Predicting Crime in Baltimore

A map of Baltimore’s neighborhoods and their murder rates

Inspired by a rewatching of The Wire, I decided to look at crime data for Baltimore, Maryland. Baltimore has also been in the news recently for its high murder rate, with headlines like “Baltimore murder rate worse than Honduras, El Salvador, Guatemala”, so I took a specific look at rates and locations of murders as well.

(Source: Princeton Policy Advisors)

As an aside, note that this headline and chart are rather misleading. Comparing the homicide rates of densely populated urban environments like Baltimore to entire countries is not particularly informative, since rural environments tend to have lower murder rates and will drive down the average rate. For a closer comparison: San Salvador, El Salvador’s capitol city, has a murder rate of 59.06 (per year per 100,000 people), significantly higher than that of the country as a whole. While it is true that Baltimore has a higher murder rate than both Honduras’s San Pedro Sula (51.18) and Guatemala City (53.49), which are each country’s most murderous cities, the difference is not nearly as extreme.

The Data

For this project I used Baltimore’s public victim-based crime data, in which over 250,000 crimes are reported. The data predominantly covers the years after 2012, and the data is updated on a weekly basis. In order to focus on predictive ability of the model I was using, I split the data based on year for training and testing. Everything before 2018 I used to train the classifier and everything else was used for testing.

The Goal

I initially attempted to predict what type (homicide, burglary, etc.) a specific crime was based on various criteria. Using a random forest classifier I was only able to increase the accuracy above the majority classifier baseline by about 5%. Guessing that every crime was larceny would have yielded an accuracy of 22.3%, while the classifier managed to achieve 27.8% accuracy.

When I did my first predictions, I was excited to see an accuracy score of almost double the baseline, but realized that I had included columns that provided information about the specific location of the crime that was committed. These descriptions are definitionally connected to crimes such as home robbery, so using them for prediction purposes would not be particularly informative. Adding ‘premise’ back into the model, the accuracy shoots up to 37.3%. Surprisingly, adding demographic data for neighborhoods actually caused the score to worsen.

Time Predicts Crime

No matter what features or classifier you use, the time of the crime is always the most important feature for predicting its type.

Unsurprisingly, the rate of crime also fluctuated with the time of day, as shown below. Each circle represents the rate of crime for a neighborhood of Baltimore across hours of the day.

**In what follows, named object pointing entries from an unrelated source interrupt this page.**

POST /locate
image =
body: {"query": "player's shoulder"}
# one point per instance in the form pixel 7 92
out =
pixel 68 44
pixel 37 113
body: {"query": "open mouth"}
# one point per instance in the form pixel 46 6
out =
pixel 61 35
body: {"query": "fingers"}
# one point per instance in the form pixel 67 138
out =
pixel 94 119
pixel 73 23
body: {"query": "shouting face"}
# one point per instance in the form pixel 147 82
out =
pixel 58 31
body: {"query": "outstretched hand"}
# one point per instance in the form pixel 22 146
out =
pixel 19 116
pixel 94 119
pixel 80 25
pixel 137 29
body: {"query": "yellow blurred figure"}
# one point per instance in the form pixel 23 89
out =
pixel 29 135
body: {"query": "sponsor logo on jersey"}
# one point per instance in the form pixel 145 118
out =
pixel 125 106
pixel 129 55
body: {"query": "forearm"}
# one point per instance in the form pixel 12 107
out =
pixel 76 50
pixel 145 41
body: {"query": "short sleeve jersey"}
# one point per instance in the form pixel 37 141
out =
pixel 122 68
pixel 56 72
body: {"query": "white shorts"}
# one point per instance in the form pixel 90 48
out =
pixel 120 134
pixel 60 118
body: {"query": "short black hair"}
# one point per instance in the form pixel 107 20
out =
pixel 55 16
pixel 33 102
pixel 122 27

Crime rate by hour of the day in Baltimore.

Crime rates remain low from around 2–6AM and rise throughout the day until a slight dip starting around 6PM. Downtown Baltimore is an especially prevalent area for crime throughout most of the day, but at certain times is outpaced by some neighborhoods in West Baltimore.


Let’s return to Baltimore’s infamous murder rate. Of the 277 neighborhoods listed in the dataset, just 25 are responsible for over half of all murders. While downtown Baltimore has the greatest proportion of crime overall, it has a relatively low murder rate (3 in 2018). Meanwhile, Allendale, Sandtown-Winchester, (both in West Baltimore), Upton (the location of “The Pit” in The Wire, also West Baltimore) and Brooklyn (South Baltimore) all had 10 or more murders in 2018.

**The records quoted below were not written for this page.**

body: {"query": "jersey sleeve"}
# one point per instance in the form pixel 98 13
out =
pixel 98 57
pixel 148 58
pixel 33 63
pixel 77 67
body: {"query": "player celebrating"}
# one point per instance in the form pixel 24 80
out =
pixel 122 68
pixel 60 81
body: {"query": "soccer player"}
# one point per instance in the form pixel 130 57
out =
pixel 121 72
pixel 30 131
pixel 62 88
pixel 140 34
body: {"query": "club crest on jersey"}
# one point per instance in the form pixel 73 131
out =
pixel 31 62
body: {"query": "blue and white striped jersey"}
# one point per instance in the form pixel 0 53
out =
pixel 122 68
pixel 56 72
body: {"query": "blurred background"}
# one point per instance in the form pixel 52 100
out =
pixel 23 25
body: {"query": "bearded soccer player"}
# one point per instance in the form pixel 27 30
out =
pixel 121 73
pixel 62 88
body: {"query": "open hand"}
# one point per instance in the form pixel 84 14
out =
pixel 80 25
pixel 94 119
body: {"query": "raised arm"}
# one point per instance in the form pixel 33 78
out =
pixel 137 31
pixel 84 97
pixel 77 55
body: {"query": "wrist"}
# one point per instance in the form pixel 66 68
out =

Baltimore murders in 2018. Larger circles indicate neighborhoods with more murders.

While the East Baltimore neighborhoods of Belair-Edison and Frankford are high-crime areas, their murder rate is lower than many neighborhoods in West Baltimore.

As should be expected, crime is very difficult to predict at any fine level of detail. To the degree that it is predictable (certain neighborhoods have high crime rates, and time of day plays a significant role), these factors are fairly easy to recognize without scientific analysis.

If you’re a fan of The Wire, check out this awesome map of event locations to see the similarities and differences between the real and fictional Baltimores.

If you’re not a fan of The Wire, you must not have watched it yet!